Oil prices retreated marginally on September 27 after entering a bull market the previous day. Information on U.S. inventories is expected to be released the first week of October, and some analysts are expecting a pullback in oil as production should have ramped up after refineries recover from Hurricane Harvey.
September has seen oil prices reach highs not seen since the late spring this year. Turkish president Tayyip Erdogan threatened to “close the valves” in the wake of the Kurdish independence vote in Iraq, which also boosted oil prices in the past week.
After experiencing some of its lowest prices since early 2016 this year, the rise in oil has sparked optimism in Canadian energy companies. Let’s look at four that investors can target in this bullish environment.
Suncor Energy Inc. (TSX:SU)(NYSE:SU) has risen 10.6% month over month as of close on September 27. President and CEO Steve Williams was enthusiastic about Canadian oil sands in a recent interview. “In 100 years’ time, the oil sands will still be being developed and still operating,” Williams said. Some view this as an optimistic outlook, especially with green-energy commitments being made by current governments.
In any case, Suncor has shown remarkable strength since early July. The stock also offers a solid dividend of $0.32 per share, representing a 2.9% dividend yield.
Enbridge Inc. (TSX:ENB)(NYSE:ENB) stock has increased 2.1% in the past month. Enbridge finds itself in yet another battle with regulators as Minnesota holds public hearings on whether or not the company will be able to proceed with the replacement of its Line 3 oil pipeline. Significant protests from environmentalists and Indigenous rights activists will accompany the hearings.
Enbridge stock has struggled in 2017 amid the aforementioned regulatory battles. It has declined 8.9%, but it still boasts a strong dividend of $0.61 per share with a 4.7% dividend yield.
Canadian Natural Resources Limited (TSX:CNQ)(NYSE:CNQ) shares have jumped 10.7% month over month. In early September, Canadian Natural Resources purchased Cenovus Energy Inc.’s Pelican Lake project for $975 million. The asset gives Canadian Natural Resources access to an asset that produces about 20,000 barrels of oil per day. This is the second big purchase from the company this year after the $12.7 billion acquisition of oil sands production from Royal Dutch Shell and Marathon Oil Corporation.
The stock also offers a dividend of $0.28 per share, representing a dividend yield of 2.5%.
Spartan Energy Corp. (TSX:SPE) has spiked 25.6% month over month. Spartan Energy reported a big bump in production when it released its second-quarter results in August. The company posted record production, an increase of 143% from Q2 2016.

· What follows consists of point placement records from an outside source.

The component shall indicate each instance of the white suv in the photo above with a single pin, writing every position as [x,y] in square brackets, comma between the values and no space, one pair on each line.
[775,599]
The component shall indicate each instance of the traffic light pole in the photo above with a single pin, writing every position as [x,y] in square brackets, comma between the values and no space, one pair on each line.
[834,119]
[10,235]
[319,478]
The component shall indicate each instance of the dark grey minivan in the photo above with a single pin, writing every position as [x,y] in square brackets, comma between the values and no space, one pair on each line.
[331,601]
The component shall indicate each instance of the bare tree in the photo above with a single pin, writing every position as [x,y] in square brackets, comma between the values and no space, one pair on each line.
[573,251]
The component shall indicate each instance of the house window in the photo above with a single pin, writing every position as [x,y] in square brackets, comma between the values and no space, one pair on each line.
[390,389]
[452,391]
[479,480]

Spartan Energy has declined 33% in 2017. It is the riskiest play in this article, as it boasts no potential for income, and if oil slips below $50 again, the stock will have a difficult time breaking through to levels it experienced in 2016. Investors who are confident that this oil rally will be more robust than the last can scoop up Spartan Energy as a stock with potential for big growth.